In a YouTube video (see below), Burns tells “the story of two girls and how they served as a catalyst” for OPENPediatrics: One was his patient, a young girl in Boston, who was suffering from a blood infection and in danger of organ failure. His team was able to save her. Some time afterwards, a physician from Guatemala called Burns for assistance with another patient, also a young girl in critical condition.

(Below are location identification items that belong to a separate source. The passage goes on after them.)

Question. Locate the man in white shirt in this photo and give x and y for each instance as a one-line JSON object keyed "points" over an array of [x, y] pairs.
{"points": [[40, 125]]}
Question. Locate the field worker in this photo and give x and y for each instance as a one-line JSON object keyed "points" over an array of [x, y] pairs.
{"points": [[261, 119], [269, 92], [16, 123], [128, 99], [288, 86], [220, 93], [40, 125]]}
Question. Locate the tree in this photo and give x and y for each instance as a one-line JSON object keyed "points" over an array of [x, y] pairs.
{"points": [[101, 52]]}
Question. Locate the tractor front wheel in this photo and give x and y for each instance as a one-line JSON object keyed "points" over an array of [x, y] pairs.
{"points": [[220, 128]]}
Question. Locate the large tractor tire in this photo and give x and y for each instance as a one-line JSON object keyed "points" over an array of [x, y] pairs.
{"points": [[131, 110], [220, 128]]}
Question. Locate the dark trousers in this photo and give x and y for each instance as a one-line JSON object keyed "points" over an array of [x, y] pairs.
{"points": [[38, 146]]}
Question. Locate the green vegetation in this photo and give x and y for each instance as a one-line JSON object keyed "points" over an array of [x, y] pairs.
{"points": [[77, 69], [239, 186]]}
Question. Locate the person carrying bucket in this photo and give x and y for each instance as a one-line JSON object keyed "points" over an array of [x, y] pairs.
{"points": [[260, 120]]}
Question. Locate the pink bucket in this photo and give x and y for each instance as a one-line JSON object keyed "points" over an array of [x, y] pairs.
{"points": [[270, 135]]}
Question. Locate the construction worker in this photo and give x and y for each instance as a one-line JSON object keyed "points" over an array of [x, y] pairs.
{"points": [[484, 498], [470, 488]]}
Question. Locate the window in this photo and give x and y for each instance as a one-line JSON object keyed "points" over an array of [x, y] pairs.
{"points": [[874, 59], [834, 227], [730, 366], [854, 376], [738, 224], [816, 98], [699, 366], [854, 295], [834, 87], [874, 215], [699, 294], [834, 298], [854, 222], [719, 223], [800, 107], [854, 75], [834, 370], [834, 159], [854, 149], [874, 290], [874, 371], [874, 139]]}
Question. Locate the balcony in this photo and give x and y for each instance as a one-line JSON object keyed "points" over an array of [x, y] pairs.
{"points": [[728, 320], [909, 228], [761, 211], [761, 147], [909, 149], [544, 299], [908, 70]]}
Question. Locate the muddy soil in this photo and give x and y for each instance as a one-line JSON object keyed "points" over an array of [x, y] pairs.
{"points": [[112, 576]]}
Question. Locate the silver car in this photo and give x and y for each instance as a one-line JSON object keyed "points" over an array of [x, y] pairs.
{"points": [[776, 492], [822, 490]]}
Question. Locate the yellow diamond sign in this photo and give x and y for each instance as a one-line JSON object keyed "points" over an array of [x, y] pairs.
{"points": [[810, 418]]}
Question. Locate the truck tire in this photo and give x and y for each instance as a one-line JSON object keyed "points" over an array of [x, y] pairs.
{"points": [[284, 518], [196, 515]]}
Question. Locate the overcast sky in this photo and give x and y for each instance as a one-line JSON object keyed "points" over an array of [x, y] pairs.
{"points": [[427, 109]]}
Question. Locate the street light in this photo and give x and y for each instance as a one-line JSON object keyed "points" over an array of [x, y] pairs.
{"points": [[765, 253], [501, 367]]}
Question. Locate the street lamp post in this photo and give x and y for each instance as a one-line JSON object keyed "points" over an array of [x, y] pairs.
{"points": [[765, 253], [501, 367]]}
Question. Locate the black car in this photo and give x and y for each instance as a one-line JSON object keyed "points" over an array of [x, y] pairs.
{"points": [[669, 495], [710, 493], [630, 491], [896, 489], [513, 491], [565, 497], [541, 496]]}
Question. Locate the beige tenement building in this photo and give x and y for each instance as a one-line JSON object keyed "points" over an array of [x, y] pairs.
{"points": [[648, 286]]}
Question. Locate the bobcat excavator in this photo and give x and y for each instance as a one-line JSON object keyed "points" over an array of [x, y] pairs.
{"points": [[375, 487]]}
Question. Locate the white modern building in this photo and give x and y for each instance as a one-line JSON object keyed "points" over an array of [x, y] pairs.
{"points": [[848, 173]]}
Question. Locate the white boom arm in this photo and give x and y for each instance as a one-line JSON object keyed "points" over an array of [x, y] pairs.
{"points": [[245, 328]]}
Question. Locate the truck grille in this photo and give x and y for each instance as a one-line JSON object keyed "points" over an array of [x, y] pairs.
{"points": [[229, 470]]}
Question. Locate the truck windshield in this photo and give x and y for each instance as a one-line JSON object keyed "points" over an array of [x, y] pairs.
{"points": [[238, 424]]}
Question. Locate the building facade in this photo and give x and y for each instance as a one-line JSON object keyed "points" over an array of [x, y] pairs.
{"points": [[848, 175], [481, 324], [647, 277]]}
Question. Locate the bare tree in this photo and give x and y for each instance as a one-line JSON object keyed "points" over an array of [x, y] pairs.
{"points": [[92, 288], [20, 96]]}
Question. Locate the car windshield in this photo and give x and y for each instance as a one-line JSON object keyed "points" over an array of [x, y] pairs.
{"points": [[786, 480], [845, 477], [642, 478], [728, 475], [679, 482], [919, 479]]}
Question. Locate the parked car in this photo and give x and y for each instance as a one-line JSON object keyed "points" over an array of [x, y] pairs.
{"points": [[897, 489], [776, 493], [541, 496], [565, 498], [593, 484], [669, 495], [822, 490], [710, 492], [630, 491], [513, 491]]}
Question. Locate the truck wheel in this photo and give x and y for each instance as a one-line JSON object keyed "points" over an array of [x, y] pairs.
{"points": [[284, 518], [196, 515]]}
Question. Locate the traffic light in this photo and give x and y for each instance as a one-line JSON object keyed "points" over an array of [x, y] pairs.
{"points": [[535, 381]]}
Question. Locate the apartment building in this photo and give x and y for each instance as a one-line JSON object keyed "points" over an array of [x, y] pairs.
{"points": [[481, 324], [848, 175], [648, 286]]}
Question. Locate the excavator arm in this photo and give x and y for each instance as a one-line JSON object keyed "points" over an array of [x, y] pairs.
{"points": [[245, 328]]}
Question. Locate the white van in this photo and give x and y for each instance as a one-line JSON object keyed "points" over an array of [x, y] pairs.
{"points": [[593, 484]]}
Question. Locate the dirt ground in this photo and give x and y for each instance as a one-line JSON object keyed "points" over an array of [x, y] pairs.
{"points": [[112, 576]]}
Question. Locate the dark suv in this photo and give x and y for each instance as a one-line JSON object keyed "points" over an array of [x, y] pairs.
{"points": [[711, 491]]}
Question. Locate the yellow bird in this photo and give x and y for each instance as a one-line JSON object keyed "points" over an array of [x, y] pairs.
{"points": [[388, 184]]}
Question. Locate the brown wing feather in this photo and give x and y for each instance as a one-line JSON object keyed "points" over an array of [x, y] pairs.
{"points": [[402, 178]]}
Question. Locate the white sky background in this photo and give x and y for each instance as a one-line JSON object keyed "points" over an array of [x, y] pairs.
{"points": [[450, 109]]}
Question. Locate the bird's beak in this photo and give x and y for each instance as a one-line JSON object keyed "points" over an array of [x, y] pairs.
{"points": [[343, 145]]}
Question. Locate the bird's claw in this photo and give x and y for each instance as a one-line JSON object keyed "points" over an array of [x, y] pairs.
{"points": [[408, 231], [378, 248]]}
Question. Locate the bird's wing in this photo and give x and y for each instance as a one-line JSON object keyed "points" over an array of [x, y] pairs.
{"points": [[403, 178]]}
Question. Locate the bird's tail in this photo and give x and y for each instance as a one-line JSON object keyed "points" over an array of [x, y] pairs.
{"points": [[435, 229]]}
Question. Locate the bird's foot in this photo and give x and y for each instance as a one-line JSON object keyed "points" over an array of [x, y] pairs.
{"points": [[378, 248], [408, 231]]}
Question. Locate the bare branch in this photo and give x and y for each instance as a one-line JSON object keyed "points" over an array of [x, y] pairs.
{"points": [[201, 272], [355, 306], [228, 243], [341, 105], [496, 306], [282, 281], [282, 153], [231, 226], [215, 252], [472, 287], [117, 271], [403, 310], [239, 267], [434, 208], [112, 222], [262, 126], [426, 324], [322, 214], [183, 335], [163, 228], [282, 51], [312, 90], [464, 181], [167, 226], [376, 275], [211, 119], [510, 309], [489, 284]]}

Working through a video link-up, the physicians were able to communicate, Burns explained the procedures he had used for his patient, and another life was saved—despite some difficulties with data transmission. Deeply aware that those technical hindrances could cause a dire outcome for some future consultation, Burns cast about for a web site he could use as a model for pediatric critical care education. Oddly enough, he found it on the Masters’ Golf Tournament site—an interactive design made for adult learners. Discovering that the site was an IBM product, he reached out to the company with his idea, which has become OPENPediatrics.
Burns notes that while initially much of the content for OPENPediatrics is generated at Boston Children’s, the exchange of information must—and will—run in all directions, across the global community. “I don’t take care of much malaria,” he notes. “We have colleagues of mine in Southeast Asia who are world experts in malaria. We need to put them on the platform so they can explain how to take care of these patients.”
Burns also notes some Wesleyan affiliations in his OPENPediatrics team: Rebecca Burns ’12, a communication associate; Sarah O’Brien (daughter of Tim O’Brien ’81), communications associate; and Ariana Samalot ’11, an administrative associate for OPENPediatrics. Additionally, current students Laura Getchell ’14 and Min Suh ’15 enjoyed summer internships at OPENPediatrics.